8 Simple Hacks to Be a Black Friday Power Shopper

In case you didn’t already know, this year, Black Friday is on November 25th. Before you head out to the biggest shopping day of the year, we want to make sure you’re prepared. Whether it’s your first time Black Friday shopping, or you’re a seasoned bargain hunter, follow these sure-fire suggestions to find the best deals and have a positive Black Friday shopping experience.

Do Your Homework: Check Prices Early

While items are marked down on Black Friday, sometimes it’s hard to tell if you’re really getting that great of a deal. The whole point of the shopping event is to get unbeatable bargains, so it’s good to know how much items sell for normally.

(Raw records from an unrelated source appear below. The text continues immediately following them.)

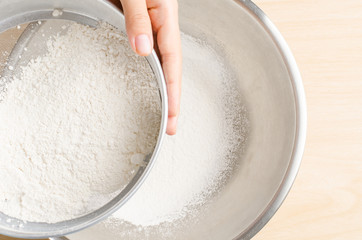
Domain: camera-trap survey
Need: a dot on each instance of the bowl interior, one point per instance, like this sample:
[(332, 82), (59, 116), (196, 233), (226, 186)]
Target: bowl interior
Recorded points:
[(88, 13), (269, 88)]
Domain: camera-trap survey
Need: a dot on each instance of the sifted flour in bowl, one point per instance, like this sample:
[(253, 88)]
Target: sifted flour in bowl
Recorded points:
[(194, 164), (74, 125)]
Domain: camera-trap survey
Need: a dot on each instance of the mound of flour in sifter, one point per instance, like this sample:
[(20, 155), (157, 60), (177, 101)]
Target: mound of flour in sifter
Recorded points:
[(75, 125)]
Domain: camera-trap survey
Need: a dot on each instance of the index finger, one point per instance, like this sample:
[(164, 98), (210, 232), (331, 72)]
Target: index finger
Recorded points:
[(169, 46)]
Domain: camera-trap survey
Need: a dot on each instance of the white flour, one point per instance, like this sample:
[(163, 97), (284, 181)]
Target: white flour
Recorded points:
[(72, 123), (195, 162)]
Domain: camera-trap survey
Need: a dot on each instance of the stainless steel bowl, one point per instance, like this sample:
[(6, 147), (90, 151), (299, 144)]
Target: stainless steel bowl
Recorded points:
[(268, 78), (90, 12)]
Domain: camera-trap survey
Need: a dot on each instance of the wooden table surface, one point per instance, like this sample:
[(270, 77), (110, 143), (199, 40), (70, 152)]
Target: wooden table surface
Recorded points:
[(325, 37), (325, 202)]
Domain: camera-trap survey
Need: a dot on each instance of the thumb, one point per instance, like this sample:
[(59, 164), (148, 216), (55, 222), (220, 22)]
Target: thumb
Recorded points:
[(138, 26)]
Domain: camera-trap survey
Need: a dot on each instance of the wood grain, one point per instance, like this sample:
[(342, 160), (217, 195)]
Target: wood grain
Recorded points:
[(325, 37)]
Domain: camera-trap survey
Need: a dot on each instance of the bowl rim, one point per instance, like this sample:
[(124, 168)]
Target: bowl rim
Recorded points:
[(301, 120)]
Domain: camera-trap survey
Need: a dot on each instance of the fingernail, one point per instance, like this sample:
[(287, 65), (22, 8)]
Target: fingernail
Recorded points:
[(172, 125), (143, 45)]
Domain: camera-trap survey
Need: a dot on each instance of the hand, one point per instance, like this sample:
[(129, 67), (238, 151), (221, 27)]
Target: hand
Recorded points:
[(149, 21)]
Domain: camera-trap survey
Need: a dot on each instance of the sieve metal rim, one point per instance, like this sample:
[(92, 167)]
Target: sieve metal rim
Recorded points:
[(80, 11)]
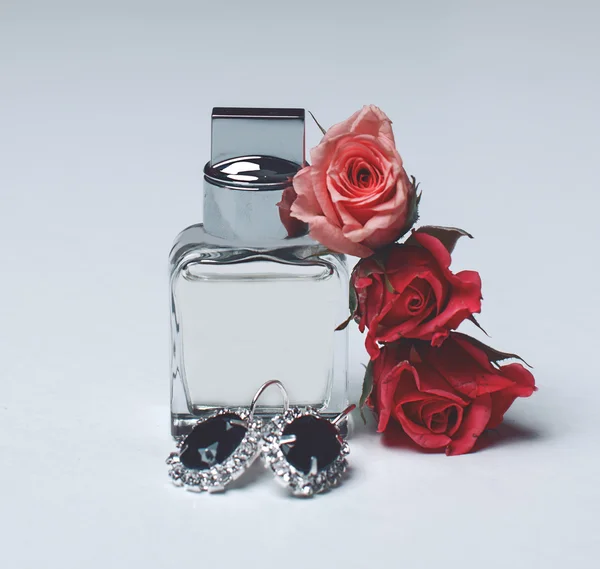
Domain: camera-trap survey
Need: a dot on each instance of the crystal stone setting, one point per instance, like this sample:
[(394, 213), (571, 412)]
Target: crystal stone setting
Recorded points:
[(290, 468), (315, 439), (217, 451), (212, 441)]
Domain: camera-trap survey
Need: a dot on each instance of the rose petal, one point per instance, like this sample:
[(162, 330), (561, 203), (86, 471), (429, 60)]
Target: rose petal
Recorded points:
[(474, 423)]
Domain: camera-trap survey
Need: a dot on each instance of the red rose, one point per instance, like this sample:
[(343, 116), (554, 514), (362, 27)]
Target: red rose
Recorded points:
[(445, 397), (411, 293)]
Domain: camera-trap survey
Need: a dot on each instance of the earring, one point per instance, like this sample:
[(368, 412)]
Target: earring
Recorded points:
[(305, 451), (217, 451)]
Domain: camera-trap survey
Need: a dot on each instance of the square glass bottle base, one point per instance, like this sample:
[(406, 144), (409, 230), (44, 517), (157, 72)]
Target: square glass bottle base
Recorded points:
[(241, 316)]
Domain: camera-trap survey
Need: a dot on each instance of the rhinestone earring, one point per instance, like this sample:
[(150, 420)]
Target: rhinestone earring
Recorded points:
[(306, 452), (217, 451)]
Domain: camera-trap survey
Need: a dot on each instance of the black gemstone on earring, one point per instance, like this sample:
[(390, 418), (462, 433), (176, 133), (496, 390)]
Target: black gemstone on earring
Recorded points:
[(212, 441), (315, 437)]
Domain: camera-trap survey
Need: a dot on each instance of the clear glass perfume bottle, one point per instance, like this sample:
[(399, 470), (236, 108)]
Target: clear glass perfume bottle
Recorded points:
[(252, 296)]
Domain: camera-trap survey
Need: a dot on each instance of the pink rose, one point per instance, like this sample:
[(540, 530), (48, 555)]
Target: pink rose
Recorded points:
[(355, 196)]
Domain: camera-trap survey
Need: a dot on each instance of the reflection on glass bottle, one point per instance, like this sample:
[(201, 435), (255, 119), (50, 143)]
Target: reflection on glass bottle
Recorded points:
[(252, 297)]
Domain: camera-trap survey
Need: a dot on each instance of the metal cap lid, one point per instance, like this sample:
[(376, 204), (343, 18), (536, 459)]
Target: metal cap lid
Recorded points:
[(254, 155), (252, 173)]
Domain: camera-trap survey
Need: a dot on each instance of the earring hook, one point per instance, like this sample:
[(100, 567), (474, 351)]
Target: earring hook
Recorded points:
[(343, 414), (263, 388)]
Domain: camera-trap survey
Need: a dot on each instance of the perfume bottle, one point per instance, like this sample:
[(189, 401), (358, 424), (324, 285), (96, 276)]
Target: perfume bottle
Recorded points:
[(253, 297)]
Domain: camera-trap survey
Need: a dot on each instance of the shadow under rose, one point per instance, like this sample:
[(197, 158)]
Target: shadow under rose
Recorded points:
[(509, 432)]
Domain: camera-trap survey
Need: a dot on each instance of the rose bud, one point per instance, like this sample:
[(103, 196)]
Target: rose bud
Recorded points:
[(356, 196), (410, 292), (445, 397)]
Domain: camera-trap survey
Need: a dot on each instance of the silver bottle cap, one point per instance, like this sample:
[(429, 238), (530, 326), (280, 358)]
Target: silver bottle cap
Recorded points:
[(254, 155)]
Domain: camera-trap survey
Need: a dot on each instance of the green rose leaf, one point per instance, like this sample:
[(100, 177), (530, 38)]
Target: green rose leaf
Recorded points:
[(492, 354), (448, 236), (353, 305), (367, 389)]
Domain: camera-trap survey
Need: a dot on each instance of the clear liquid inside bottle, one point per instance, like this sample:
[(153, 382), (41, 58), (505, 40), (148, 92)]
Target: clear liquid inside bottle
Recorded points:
[(241, 316)]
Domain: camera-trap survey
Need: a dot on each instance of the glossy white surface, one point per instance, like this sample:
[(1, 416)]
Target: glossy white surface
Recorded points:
[(105, 119)]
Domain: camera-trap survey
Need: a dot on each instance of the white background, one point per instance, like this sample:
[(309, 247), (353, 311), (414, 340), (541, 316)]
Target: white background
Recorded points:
[(104, 130)]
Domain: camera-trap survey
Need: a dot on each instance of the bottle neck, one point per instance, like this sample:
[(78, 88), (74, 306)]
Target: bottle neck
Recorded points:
[(250, 217)]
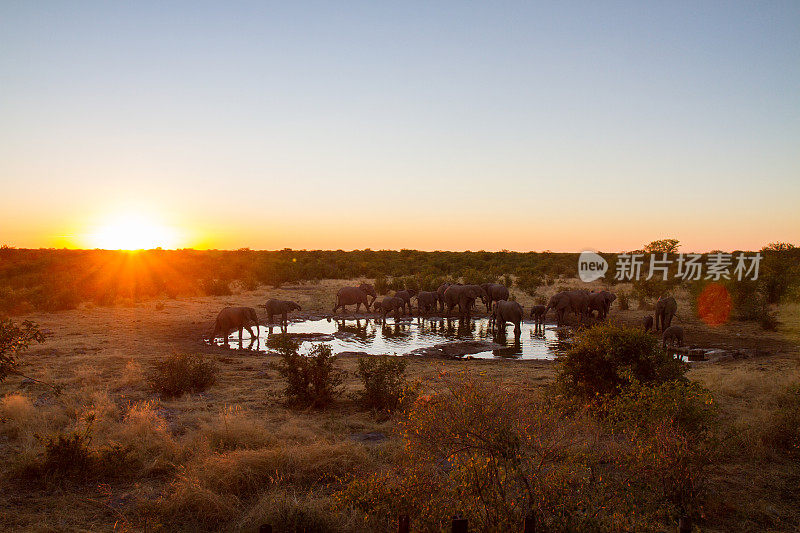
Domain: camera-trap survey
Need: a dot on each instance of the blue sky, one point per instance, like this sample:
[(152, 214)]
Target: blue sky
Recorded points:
[(469, 125)]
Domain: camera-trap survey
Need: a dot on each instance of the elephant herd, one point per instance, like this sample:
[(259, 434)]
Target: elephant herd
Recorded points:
[(582, 303)]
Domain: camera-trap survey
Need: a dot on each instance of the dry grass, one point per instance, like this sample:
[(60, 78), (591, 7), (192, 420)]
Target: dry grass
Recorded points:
[(235, 456)]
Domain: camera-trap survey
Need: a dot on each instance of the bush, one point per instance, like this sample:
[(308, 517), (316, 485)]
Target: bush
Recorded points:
[(608, 357), (14, 340), (384, 381), (670, 428), (181, 373), (68, 456), (624, 301), (529, 281), (311, 380), (783, 430), (491, 455)]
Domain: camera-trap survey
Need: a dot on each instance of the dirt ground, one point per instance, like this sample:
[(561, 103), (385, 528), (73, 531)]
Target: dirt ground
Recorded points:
[(108, 352)]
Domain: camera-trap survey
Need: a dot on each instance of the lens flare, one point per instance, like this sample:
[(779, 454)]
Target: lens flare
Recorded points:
[(714, 304), (133, 232)]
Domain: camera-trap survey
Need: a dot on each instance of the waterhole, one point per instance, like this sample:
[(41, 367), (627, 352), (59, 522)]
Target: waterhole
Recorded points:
[(416, 336)]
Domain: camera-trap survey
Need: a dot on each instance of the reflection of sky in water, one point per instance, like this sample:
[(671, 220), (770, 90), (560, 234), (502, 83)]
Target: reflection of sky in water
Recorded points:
[(369, 336)]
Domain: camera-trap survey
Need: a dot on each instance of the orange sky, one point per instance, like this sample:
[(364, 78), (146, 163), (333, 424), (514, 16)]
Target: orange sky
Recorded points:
[(547, 126)]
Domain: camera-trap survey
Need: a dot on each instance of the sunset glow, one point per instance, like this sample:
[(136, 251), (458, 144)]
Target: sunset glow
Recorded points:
[(133, 232)]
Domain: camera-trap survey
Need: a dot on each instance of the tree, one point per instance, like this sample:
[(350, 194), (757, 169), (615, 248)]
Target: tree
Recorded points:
[(669, 246), (13, 340)]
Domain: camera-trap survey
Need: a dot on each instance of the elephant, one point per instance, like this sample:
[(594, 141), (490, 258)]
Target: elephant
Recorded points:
[(391, 303), (576, 301), (406, 296), (495, 292), (481, 294), (426, 302), (601, 302), (440, 294), (672, 336), (352, 296), (538, 313), (462, 295), (370, 290), (666, 307), (280, 307), (233, 318), (505, 311)]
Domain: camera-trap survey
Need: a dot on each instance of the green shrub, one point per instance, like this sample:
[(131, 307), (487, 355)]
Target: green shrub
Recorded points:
[(529, 282), (608, 357), (783, 430), (624, 301), (311, 380), (670, 428), (384, 381), (181, 373), (69, 455), (489, 454), (15, 339), (686, 405)]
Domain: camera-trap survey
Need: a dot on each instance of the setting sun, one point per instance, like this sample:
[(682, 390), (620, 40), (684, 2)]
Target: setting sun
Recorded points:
[(133, 232)]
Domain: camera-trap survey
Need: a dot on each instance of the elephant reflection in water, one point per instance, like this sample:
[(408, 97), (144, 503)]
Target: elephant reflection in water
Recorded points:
[(500, 337), (515, 350), (394, 331), (358, 330), (563, 340)]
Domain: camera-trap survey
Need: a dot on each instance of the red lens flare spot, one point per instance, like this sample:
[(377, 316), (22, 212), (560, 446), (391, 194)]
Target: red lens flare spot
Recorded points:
[(714, 304)]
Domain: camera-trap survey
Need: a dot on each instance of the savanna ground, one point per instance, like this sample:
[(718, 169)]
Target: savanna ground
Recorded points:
[(236, 456)]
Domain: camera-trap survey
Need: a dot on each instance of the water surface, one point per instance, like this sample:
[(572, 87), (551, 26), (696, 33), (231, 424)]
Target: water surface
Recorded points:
[(411, 335)]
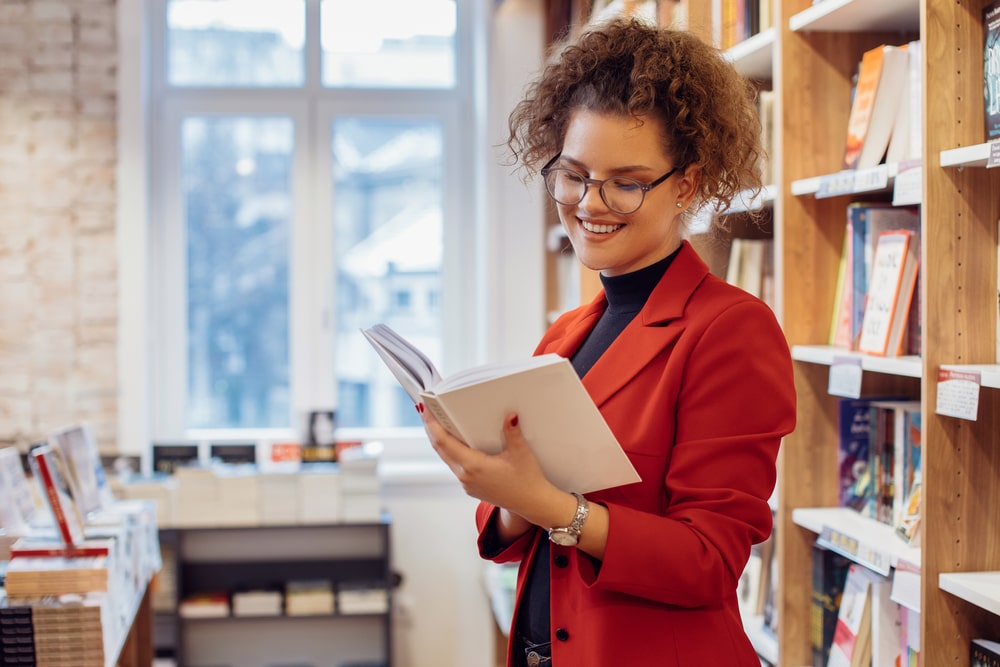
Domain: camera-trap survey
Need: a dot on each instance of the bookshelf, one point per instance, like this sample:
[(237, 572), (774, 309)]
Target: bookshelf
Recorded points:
[(815, 51), (208, 559)]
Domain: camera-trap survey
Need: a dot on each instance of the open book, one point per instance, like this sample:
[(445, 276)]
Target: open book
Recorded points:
[(563, 427)]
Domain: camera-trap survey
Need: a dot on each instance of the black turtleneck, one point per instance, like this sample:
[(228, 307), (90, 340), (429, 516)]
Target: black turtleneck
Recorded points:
[(626, 295)]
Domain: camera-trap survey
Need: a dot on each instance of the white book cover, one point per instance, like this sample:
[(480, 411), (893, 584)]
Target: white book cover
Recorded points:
[(567, 433), (890, 289)]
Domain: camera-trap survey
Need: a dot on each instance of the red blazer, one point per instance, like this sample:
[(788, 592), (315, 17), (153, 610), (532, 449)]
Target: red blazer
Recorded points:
[(698, 389)]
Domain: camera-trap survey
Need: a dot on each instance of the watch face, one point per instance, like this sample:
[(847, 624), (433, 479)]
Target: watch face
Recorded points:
[(563, 538)]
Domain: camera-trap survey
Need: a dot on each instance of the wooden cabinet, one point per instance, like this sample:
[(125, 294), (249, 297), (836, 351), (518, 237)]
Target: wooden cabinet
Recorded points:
[(268, 557), (814, 52)]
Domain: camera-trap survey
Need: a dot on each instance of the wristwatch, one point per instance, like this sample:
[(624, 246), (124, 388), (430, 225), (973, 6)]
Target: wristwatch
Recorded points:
[(568, 536)]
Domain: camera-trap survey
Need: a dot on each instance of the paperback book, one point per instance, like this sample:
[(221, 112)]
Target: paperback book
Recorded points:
[(56, 485), (574, 445)]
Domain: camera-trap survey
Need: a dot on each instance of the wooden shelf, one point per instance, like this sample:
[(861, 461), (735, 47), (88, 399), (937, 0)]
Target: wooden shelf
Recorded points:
[(907, 366), (967, 156), (754, 57), (979, 588), (857, 16), (878, 540)]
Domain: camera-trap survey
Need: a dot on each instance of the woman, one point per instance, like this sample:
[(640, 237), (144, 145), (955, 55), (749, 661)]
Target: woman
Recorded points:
[(636, 127)]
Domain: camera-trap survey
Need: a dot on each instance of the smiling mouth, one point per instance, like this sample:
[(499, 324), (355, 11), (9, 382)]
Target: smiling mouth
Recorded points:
[(599, 229)]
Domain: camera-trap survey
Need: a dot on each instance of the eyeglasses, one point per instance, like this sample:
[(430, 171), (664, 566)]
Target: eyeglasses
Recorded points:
[(622, 195)]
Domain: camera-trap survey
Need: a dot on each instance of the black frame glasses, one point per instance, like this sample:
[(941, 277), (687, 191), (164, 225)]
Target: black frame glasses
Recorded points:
[(587, 182)]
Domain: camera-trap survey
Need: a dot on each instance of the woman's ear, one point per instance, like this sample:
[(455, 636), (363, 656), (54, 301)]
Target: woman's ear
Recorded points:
[(687, 184)]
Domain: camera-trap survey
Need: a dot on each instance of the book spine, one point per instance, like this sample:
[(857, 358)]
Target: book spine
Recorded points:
[(52, 494), (436, 407)]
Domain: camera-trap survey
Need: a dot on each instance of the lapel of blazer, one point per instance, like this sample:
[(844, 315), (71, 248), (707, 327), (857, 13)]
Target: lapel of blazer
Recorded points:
[(657, 325)]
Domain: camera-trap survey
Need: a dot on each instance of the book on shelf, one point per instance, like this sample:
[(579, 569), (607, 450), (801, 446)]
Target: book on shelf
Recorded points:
[(854, 443), (210, 604), (829, 570), (50, 575), (984, 653), (83, 462), (892, 435), (865, 223), (873, 109), (567, 433), (40, 547), (991, 70), (56, 486), (905, 143), (17, 506), (887, 624), (890, 292), (852, 635), (257, 602)]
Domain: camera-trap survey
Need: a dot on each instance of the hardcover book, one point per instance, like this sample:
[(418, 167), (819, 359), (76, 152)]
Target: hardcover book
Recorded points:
[(991, 69), (873, 110), (56, 486), (574, 445), (890, 291), (984, 653)]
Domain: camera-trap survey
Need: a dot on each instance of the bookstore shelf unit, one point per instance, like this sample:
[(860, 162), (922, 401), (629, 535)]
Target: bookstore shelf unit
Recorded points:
[(815, 51), (210, 559)]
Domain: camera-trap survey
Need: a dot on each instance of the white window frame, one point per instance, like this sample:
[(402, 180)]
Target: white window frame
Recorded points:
[(495, 310)]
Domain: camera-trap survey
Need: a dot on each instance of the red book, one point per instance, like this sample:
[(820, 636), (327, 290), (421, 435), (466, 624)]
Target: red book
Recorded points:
[(32, 547), (51, 471)]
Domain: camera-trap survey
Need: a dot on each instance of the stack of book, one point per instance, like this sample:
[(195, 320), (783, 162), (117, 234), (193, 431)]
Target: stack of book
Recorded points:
[(37, 577), (197, 489), (257, 603), (309, 597), (362, 597), (205, 605), (320, 493), (70, 633), (17, 634), (279, 498), (361, 498)]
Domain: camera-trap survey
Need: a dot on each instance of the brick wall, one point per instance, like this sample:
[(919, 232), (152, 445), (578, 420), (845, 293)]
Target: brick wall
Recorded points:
[(58, 278)]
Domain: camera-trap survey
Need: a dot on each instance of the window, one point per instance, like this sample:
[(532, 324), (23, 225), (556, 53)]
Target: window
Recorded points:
[(304, 184)]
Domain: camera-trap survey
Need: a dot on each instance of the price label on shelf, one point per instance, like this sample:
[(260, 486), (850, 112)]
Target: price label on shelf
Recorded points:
[(834, 185), (907, 187), (876, 178), (958, 393), (993, 160), (851, 547), (845, 377)]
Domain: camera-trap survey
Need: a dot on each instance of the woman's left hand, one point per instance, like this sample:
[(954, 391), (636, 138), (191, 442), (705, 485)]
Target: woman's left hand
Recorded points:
[(512, 479)]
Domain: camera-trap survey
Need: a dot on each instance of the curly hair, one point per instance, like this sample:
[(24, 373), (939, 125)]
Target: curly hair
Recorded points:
[(626, 66)]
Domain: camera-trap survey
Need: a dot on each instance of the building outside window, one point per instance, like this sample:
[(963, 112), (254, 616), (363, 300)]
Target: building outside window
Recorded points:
[(304, 185)]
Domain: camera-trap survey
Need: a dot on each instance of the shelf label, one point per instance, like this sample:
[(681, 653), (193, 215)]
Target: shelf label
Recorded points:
[(845, 377), (834, 185), (958, 393), (854, 549), (907, 187), (994, 158), (875, 178)]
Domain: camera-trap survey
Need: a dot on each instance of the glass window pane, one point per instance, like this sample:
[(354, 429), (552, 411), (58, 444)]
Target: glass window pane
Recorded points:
[(388, 43), (230, 43), (387, 232), (238, 208)]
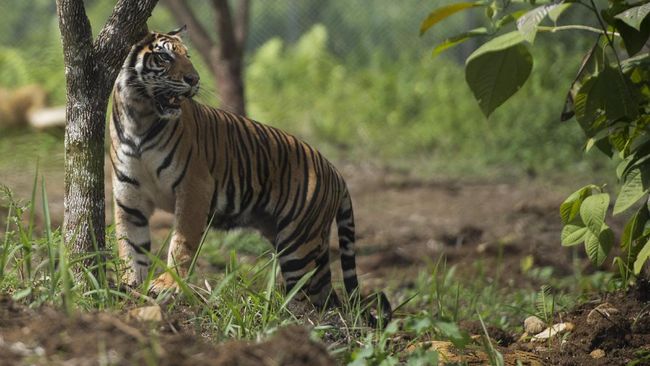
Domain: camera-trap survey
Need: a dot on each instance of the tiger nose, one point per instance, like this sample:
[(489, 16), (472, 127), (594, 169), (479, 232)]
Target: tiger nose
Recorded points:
[(191, 79)]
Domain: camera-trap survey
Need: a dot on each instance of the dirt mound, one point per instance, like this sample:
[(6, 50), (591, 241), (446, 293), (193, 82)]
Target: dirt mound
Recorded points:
[(49, 337)]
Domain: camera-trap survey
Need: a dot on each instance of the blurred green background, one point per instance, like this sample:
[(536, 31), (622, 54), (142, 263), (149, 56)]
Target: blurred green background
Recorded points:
[(352, 78)]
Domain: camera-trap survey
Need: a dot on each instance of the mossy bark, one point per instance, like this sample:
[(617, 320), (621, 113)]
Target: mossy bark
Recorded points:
[(225, 54)]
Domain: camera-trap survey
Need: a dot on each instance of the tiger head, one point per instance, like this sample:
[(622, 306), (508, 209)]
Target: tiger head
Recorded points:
[(163, 71)]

Do some research on the items on your list. Check the weekly ads and in-store prices leading up to Black Friday, this way you’ll know if the sales are really that great, instead of making a spur-of-the-moment decision.

Use the Web

There are now several websites dedicated entirely to Black Friday deals. You can find out which stores will have the items you want, which places will have the deepest discounts, and double check which stores will be open and when.

You can also find some killer deals online, and if you’d prefer to avoid the crowds and long lines, you can do your shopping entirely online during Black Friday and Cyber Monday. Some people prefer to do their shopping online either for better deals or to avoid the craziness of in-person shopping. 2013 was the first time Cyber Monday overtook Black Friday as the biggest shopping day, and according to this survey, 47 percent of respondents say they plan to shop on Cyber Monday instead of Black Friday in 2016.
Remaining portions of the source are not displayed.